Doctorow Provides a Solid Record of the Ukraine-Russia Conflict Initiated by Washington’s Neoconservatives
Paul Craig Roberts
The publication of my fellow traveller in search of truth Gilbert Doctorow’s War Diaries, Volume 2, The Russia-Ukraine War, 2024, a collection of his columns and interviews, provides us with, in effect, a war diary kept by a war minister of day to day events that comprise the conflict. Doctorow succeeds in capturing the day to day uncertainty of information and Russian responses to increasingly provocative actions.
War propaganda, such as the early Western claims of Russian defeat, took the place of honest reporting, which Doctorow endeavored to provide. The conflict now into 5 months of its fifth year has surprised both those who expected an early Ukrainian victory–especially the British legacy media–and those who expected Putin to quickly dispose of the distraction.
The military potential of the two parties to the conflict even when we acknowledge that Ukraine is aided and abetted by Washington and NATO is so disparate that the length of the conflict is not easily understood.

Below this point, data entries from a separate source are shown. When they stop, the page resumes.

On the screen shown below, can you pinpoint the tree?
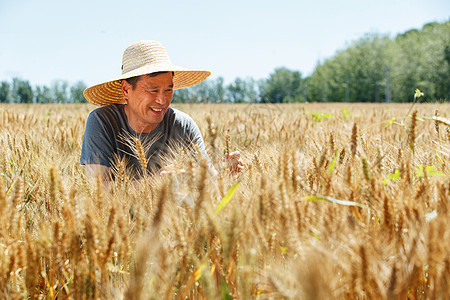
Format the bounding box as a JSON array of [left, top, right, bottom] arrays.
[[0, 81, 10, 103], [306, 34, 391, 102], [243, 77, 259, 102], [256, 79, 267, 103], [70, 81, 87, 103], [12, 78, 33, 103], [172, 88, 192, 103], [34, 85, 52, 103], [50, 80, 69, 103], [306, 21, 449, 102], [263, 67, 304, 103], [210, 77, 225, 103], [226, 77, 247, 103], [390, 21, 449, 101], [195, 80, 214, 103]]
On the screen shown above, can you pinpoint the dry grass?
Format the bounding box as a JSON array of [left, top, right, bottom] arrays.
[[0, 102, 449, 299]]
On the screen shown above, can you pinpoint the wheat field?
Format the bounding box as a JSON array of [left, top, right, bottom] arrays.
[[0, 102, 449, 299]]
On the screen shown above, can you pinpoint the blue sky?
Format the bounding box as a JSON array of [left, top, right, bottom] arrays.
[[0, 0, 448, 87]]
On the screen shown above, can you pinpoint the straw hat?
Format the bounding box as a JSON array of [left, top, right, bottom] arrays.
[[83, 40, 211, 106]]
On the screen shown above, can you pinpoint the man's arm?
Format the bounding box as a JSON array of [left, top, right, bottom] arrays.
[[80, 108, 117, 182], [84, 164, 111, 181]]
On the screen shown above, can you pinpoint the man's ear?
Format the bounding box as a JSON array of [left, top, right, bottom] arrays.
[[121, 80, 130, 99]]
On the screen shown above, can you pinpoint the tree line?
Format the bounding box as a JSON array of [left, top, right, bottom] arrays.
[[172, 68, 306, 103], [177, 20, 449, 103], [306, 20, 449, 102], [1, 21, 448, 104], [178, 20, 448, 103], [0, 71, 304, 104], [0, 79, 87, 104]]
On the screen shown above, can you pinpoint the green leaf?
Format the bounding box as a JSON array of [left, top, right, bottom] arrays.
[[416, 165, 444, 178], [327, 149, 339, 174], [383, 170, 400, 185], [387, 170, 400, 181], [280, 246, 287, 254], [7, 179, 16, 195], [304, 195, 365, 208], [385, 117, 396, 127], [414, 89, 424, 100], [415, 164, 424, 178], [220, 279, 233, 300], [311, 228, 320, 239], [215, 179, 241, 215], [425, 165, 435, 173], [425, 165, 444, 177], [310, 111, 335, 121], [342, 108, 350, 119]]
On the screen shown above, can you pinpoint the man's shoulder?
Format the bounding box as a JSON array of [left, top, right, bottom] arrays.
[[85, 104, 127, 133], [90, 104, 123, 117], [163, 107, 202, 140], [88, 104, 125, 124], [166, 107, 194, 124]]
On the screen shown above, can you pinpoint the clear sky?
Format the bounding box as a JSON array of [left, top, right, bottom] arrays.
[[0, 0, 449, 87]]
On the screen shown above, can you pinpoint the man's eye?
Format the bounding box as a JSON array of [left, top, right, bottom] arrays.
[[166, 89, 173, 93]]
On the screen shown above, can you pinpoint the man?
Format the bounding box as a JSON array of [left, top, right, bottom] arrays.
[[80, 40, 242, 179]]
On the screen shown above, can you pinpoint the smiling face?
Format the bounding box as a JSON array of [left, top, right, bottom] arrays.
[[121, 72, 174, 133]]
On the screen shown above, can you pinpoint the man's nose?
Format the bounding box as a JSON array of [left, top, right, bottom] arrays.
[[155, 91, 166, 105]]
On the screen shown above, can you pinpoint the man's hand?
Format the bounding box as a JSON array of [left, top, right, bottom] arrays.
[[224, 151, 244, 173], [159, 164, 186, 175]]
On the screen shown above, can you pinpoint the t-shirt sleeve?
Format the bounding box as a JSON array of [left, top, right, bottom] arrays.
[[79, 110, 115, 167], [182, 115, 211, 162]]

My explanation has been that Putin keeps the conflict alive by not bringing it to an end, because he hopes to use negotiations not merely to end the conflict but for a wider strategic purpose of obtaining a mutual security agreement with Washington and Europe that ends NATO’s presence on Russia’s borders. Putin perhaps has reasoned that if he uses Russia’s enormous conventional military power to crush Ukraine, it would alarm the West and result in wider war. Putin’s policy is doomed to failure because he ignores the Wolfowitz doctrine that the principle goal of US policy is Washington’s hegemony. Indeed, Putin’s unresponsiveness to extreme provocations is the road to wider war.
As Doctorow makes clear, the war has widened. Every weapon system that the West said would not be provided to Ukraine was provided. Today Ukraine uses the air space of NATO countries to launch attacks deep inside Russian territory. Putin himself has acknowledged that the attacks on Russia are enabled by Washington and Britain, who provide not only the missiles but also the targeting information.

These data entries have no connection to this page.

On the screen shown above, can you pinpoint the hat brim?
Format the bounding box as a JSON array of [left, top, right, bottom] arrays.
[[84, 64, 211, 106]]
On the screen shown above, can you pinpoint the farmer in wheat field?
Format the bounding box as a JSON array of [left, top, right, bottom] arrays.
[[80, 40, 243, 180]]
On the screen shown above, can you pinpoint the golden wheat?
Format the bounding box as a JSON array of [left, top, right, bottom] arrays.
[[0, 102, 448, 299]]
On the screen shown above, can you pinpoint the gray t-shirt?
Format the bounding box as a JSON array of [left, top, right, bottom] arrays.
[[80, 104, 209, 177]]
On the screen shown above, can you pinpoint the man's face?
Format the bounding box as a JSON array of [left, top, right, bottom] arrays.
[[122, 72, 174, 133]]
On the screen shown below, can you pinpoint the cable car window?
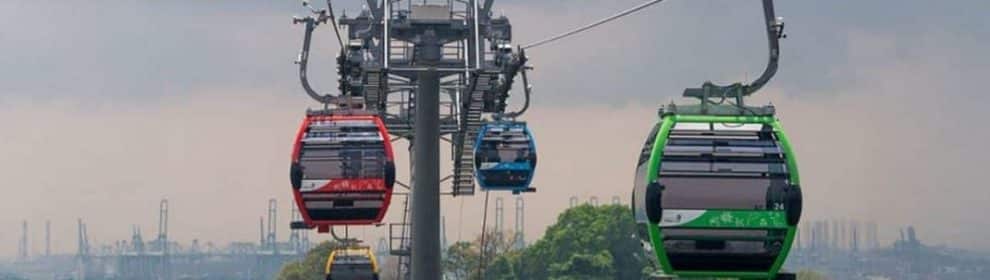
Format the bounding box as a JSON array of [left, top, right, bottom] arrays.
[[474, 121, 537, 192], [637, 123, 661, 165], [659, 177, 783, 210], [477, 142, 532, 166], [299, 122, 388, 190]]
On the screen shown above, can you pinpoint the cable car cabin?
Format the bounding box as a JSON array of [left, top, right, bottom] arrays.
[[473, 121, 537, 194], [632, 113, 802, 279], [325, 248, 380, 280], [290, 114, 396, 228]]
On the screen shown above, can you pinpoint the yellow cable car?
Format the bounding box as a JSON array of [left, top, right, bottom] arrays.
[[325, 247, 380, 280]]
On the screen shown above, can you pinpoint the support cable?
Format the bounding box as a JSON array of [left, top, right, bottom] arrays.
[[457, 195, 465, 242], [522, 0, 666, 50], [477, 191, 491, 278]]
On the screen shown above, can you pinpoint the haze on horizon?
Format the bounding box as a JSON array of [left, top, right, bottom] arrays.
[[1, 0, 988, 258]]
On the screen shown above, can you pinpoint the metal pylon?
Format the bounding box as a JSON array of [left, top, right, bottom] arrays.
[[295, 1, 529, 278]]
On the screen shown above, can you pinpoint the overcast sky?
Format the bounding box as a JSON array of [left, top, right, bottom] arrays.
[[1, 0, 989, 258]]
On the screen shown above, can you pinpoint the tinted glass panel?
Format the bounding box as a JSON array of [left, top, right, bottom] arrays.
[[477, 124, 534, 164], [660, 177, 774, 210], [300, 119, 387, 179]]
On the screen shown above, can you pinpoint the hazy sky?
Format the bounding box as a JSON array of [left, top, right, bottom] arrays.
[[1, 0, 989, 258]]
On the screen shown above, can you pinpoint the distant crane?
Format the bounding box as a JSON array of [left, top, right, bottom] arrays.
[[18, 220, 28, 262], [76, 219, 90, 279], [157, 199, 171, 280], [267, 199, 278, 254]]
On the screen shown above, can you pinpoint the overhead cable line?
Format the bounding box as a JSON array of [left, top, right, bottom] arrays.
[[522, 0, 666, 50], [477, 191, 492, 277]]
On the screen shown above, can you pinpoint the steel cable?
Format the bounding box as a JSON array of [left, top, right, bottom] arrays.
[[522, 0, 666, 50], [326, 0, 345, 49]]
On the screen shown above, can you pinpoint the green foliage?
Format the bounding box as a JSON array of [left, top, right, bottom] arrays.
[[445, 241, 481, 279], [485, 254, 519, 280], [519, 204, 649, 279], [277, 262, 313, 280], [449, 204, 653, 279], [547, 251, 615, 279], [444, 229, 522, 280], [276, 241, 340, 280]]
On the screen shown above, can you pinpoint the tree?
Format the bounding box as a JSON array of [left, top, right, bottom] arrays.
[[277, 241, 340, 280], [444, 229, 523, 280], [277, 262, 313, 280], [522, 204, 649, 279], [548, 251, 615, 279], [480, 204, 653, 279], [445, 241, 480, 280], [485, 253, 519, 280]]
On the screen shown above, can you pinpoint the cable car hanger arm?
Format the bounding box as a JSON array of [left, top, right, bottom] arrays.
[[293, 2, 339, 105], [503, 62, 533, 118], [514, 0, 783, 99], [683, 0, 786, 99], [747, 0, 785, 95], [330, 226, 360, 245], [499, 47, 532, 119]]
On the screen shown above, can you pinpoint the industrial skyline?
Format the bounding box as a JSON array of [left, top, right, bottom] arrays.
[[2, 0, 990, 263]]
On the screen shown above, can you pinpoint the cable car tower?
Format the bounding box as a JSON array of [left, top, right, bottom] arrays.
[[290, 0, 533, 279]]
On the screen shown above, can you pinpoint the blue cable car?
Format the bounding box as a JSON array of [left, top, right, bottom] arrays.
[[473, 121, 537, 193]]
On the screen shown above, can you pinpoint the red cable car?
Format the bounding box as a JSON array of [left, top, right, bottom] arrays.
[[290, 113, 395, 230]]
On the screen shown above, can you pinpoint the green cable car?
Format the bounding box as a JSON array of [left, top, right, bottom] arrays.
[[632, 0, 801, 279], [633, 109, 802, 279]]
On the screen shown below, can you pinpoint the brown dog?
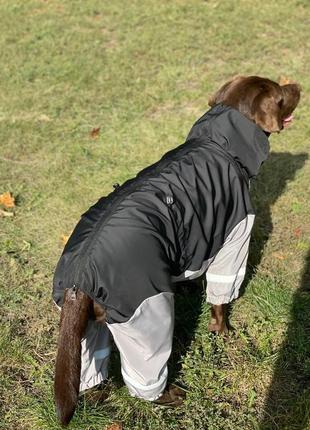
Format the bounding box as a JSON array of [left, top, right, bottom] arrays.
[[54, 76, 300, 426]]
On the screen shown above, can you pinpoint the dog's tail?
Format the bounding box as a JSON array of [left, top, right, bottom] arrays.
[[54, 287, 91, 427]]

Putin himself used the dispatching of F-16s to the aid of Ukraine against Russia to be cause for activating Russia’s mutual defense treaty with North Korea, resulting in the appearance of North Korean troops on the Ukrainian battlefield. Thus Putin himself has widened the war that he continues to call a limited Special Military Operation.
Putin has even said that it is America, not Ukraine, with which Russia is at war, but he does nothing about it except express his desire for negotiations, the weakest signal the leader of such a strong country as Russia could send, a signal that guarantees Western support for the conflict.

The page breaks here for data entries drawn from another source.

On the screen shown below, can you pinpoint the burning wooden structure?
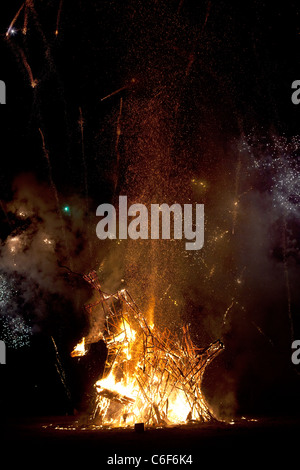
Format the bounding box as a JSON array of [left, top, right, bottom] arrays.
[[71, 271, 224, 427]]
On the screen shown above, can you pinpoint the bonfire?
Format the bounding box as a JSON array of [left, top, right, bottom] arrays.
[[71, 271, 224, 427]]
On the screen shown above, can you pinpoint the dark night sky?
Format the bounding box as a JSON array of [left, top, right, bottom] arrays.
[[1, 0, 300, 420]]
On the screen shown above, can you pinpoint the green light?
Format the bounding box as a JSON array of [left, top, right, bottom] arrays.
[[63, 205, 70, 213]]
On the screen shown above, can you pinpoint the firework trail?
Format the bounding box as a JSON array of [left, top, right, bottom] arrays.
[[114, 98, 123, 192], [232, 157, 241, 235], [6, 0, 55, 88], [24, 0, 53, 63], [173, 2, 212, 118], [101, 85, 127, 102], [18, 46, 37, 88], [22, 0, 34, 35], [250, 321, 275, 347], [185, 1, 211, 77], [100, 78, 136, 102], [39, 128, 73, 269], [282, 217, 294, 342], [177, 0, 184, 14], [51, 336, 71, 401], [39, 128, 60, 209], [222, 299, 235, 327], [6, 14, 37, 89], [22, 0, 31, 35], [78, 107, 89, 211], [55, 0, 63, 36], [5, 4, 37, 88], [78, 108, 93, 259], [223, 299, 275, 348], [201, 1, 211, 33], [6, 2, 24, 37]]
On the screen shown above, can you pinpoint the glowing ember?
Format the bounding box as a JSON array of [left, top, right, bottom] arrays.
[[71, 271, 224, 428]]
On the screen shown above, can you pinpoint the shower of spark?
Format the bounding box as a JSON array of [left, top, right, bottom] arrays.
[[0, 273, 31, 348], [1, 315, 31, 349], [244, 134, 300, 345], [245, 135, 300, 216], [0, 273, 14, 310]]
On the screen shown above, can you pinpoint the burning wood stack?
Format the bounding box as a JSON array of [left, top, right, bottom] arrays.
[[71, 271, 224, 427]]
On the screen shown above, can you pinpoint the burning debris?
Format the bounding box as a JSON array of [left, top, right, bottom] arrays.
[[71, 271, 224, 428]]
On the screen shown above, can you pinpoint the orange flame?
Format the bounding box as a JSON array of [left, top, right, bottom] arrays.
[[70, 275, 224, 428], [70, 337, 86, 357]]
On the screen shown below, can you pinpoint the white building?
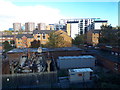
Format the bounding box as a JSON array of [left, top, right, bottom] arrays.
[[60, 18, 107, 39], [69, 68, 93, 83], [38, 23, 46, 30], [93, 20, 108, 29], [25, 22, 35, 32], [13, 23, 21, 31]]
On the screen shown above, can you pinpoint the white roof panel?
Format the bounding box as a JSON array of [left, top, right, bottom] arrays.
[[59, 55, 95, 59], [69, 68, 93, 73]]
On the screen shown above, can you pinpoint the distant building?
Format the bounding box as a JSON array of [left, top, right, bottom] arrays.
[[38, 23, 46, 30], [13, 23, 21, 31], [54, 30, 72, 47], [0, 35, 15, 44], [46, 24, 54, 30], [86, 30, 100, 46], [25, 22, 35, 32], [33, 30, 53, 44], [16, 34, 34, 48], [90, 20, 108, 30], [8, 28, 14, 31], [60, 18, 107, 39]]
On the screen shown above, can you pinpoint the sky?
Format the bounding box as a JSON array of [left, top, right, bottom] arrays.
[[0, 0, 119, 31]]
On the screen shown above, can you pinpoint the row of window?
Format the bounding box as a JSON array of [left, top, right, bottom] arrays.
[[18, 41, 47, 44], [37, 35, 46, 39], [0, 37, 13, 39]]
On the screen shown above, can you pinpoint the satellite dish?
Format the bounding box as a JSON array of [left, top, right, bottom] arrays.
[[38, 47, 42, 53]]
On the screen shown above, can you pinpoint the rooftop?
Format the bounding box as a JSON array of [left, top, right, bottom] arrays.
[[1, 35, 14, 37], [33, 30, 53, 34], [16, 34, 33, 38], [58, 55, 95, 60], [88, 50, 120, 63], [7, 47, 83, 53], [69, 68, 93, 73]]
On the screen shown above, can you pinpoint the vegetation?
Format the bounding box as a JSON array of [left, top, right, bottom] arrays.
[[72, 34, 86, 46], [2, 41, 15, 52], [45, 31, 70, 48], [99, 25, 120, 46], [30, 40, 41, 48]]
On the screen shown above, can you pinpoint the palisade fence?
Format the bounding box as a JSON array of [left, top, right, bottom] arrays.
[[2, 71, 58, 88]]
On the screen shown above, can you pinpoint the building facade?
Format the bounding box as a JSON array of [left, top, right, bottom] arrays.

The failure of Putin to enforce a single one of his many “red lines” has resulted not in limiting the conflict but in greatly expanding it.
Today and tomorrow are Russia’s biggest holiday, Victory Day, in memory of Germany’s surrender to the Soviet Union in 1945. According to news reports, Zelensky has said Ukraine will attack Russia’s Victory Day parade in Moscow. Putin’s humiliating response is, according to news reports, to dramatically scale back the parade, with no heavy military hardware in the parade for the first time in 20 years and fewer foreign and Russian dignitaries present.
The question on all informed lips is: why did Putin downsize the Victory Day parade instead of using Russian force to bring to an end any Ukrainian continuation of the conflict?
Doctorow is one of the few who asks this question.